Handling Tool Errors

from definable.mcp.errors import MCPToolNotFoundError

try:
    result = await client.call_tool("my-server", "nonexistent_tool", {})
except MCPToolNotFoundError as e:
    print(f"Tool not found: {e}")

Handling Server Not Found

from definable.mcp.errors import MCPServerNotFoundError

try:
    tools = await client.list_tools("unknown-server")
except MCPServerNotFoundError as e:
    print(f"Server not configured: {e}")

Automatic Reconnection

By default, MCP connections automatically reconnect on failure:
MCPServerConfig(
    name="my-server",
    transport="stdio",
    command="my-mcp-server",
    reconnect_on_failure=True,     # Default
    max_reconnect_attempts=3,      # Default
)
Reconnection uses exponential backoff.
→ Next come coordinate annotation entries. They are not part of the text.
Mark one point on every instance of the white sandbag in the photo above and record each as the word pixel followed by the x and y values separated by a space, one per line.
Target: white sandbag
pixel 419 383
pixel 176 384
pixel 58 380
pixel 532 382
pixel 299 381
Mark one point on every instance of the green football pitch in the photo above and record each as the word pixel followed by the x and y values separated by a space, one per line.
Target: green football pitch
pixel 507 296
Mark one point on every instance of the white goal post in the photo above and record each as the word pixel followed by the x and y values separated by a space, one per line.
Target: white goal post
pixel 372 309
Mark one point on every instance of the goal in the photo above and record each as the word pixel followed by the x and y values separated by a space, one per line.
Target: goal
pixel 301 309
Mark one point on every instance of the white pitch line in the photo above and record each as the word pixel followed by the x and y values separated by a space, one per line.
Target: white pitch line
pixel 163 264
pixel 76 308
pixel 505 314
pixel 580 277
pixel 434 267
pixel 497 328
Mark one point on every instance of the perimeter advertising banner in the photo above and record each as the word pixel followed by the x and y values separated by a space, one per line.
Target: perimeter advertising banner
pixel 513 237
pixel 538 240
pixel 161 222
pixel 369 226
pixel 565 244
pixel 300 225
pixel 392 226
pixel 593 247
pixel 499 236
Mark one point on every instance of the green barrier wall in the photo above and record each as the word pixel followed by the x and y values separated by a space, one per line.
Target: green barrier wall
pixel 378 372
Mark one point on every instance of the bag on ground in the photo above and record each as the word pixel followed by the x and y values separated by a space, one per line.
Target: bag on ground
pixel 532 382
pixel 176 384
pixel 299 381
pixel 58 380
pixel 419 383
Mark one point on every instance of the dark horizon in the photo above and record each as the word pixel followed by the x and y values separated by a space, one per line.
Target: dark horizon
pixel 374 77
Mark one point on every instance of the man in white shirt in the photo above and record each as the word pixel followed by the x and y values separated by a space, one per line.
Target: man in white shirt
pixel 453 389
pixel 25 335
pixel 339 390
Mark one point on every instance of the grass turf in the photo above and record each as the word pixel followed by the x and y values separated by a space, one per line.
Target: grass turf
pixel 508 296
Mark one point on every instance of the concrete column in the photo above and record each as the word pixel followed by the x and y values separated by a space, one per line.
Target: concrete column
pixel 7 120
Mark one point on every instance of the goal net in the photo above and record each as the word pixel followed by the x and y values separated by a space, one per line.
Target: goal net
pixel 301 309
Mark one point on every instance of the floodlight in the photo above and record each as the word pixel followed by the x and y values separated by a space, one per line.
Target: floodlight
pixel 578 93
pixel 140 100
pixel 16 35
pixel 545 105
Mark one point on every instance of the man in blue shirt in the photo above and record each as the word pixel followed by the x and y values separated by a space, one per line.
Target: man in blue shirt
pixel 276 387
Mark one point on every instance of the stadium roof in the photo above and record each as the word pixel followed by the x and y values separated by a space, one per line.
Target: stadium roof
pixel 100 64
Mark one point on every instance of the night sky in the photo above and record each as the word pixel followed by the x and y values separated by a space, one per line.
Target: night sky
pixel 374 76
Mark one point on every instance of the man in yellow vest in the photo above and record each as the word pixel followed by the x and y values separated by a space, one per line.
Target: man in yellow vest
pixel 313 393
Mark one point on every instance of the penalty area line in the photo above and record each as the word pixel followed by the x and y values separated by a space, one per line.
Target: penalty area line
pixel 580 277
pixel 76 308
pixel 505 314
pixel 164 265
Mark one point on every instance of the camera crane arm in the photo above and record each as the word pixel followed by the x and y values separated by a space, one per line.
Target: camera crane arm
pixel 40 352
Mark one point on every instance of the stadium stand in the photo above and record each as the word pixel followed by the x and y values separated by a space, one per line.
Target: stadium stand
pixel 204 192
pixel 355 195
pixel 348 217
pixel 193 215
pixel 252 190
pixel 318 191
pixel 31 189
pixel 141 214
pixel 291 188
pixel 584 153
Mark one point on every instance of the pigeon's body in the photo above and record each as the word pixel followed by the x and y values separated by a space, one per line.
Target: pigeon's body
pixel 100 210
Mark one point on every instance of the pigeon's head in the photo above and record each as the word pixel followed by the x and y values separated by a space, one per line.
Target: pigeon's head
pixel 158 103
If all attempts fail, an MCPConnectionError is raised.

Timeout Configuration

Set timeouts at the server level:
MCPServerConfig(
    name="slow-server",
    transport="http",
    url="https://mcp.example.com/mcp",
    connect_timeout=60.0,    # Time to establish connection
    request_timeout=120.0,   # Time for each request
)

Graceful Degradation

When using multiple MCP servers, handle failures for individual servers:
config = MCPConfig(servers=[
    MCPServerConfig(name="primary", transport="stdio", command="server-a"),
    MCPServerConfig(name="fallback", transport="stdio", command="server-b"),
])

client = MCPClient(config)
await client.connect()

# Connect to servers individually for resilience
for server_name in ["primary", "fallback"]:
    try:
        await client.connect_server(server_name)
        print(f"Connected to {server_name}")
    except MCPConnectionError:
        print(f"Failed to connect to {server_name}, skipping")

Protocol Errors

Protocol errors indicate a bug in the MCP server or an incompatible protocol version:
from definable.mcp.errors import MCPProtocolError

try:
    result = await client.call_tool("server", "tool", {"arg": "value"})
except MCPProtocolError as e:
    print(f"Protocol error: {e}")
    # This usually means the server returned an invalid JSON-RPC response
If you encounter MCPProtocolError consistently, check that the MCP server is using a compatible version of the protocol and that the transport type matches the server’s expectations.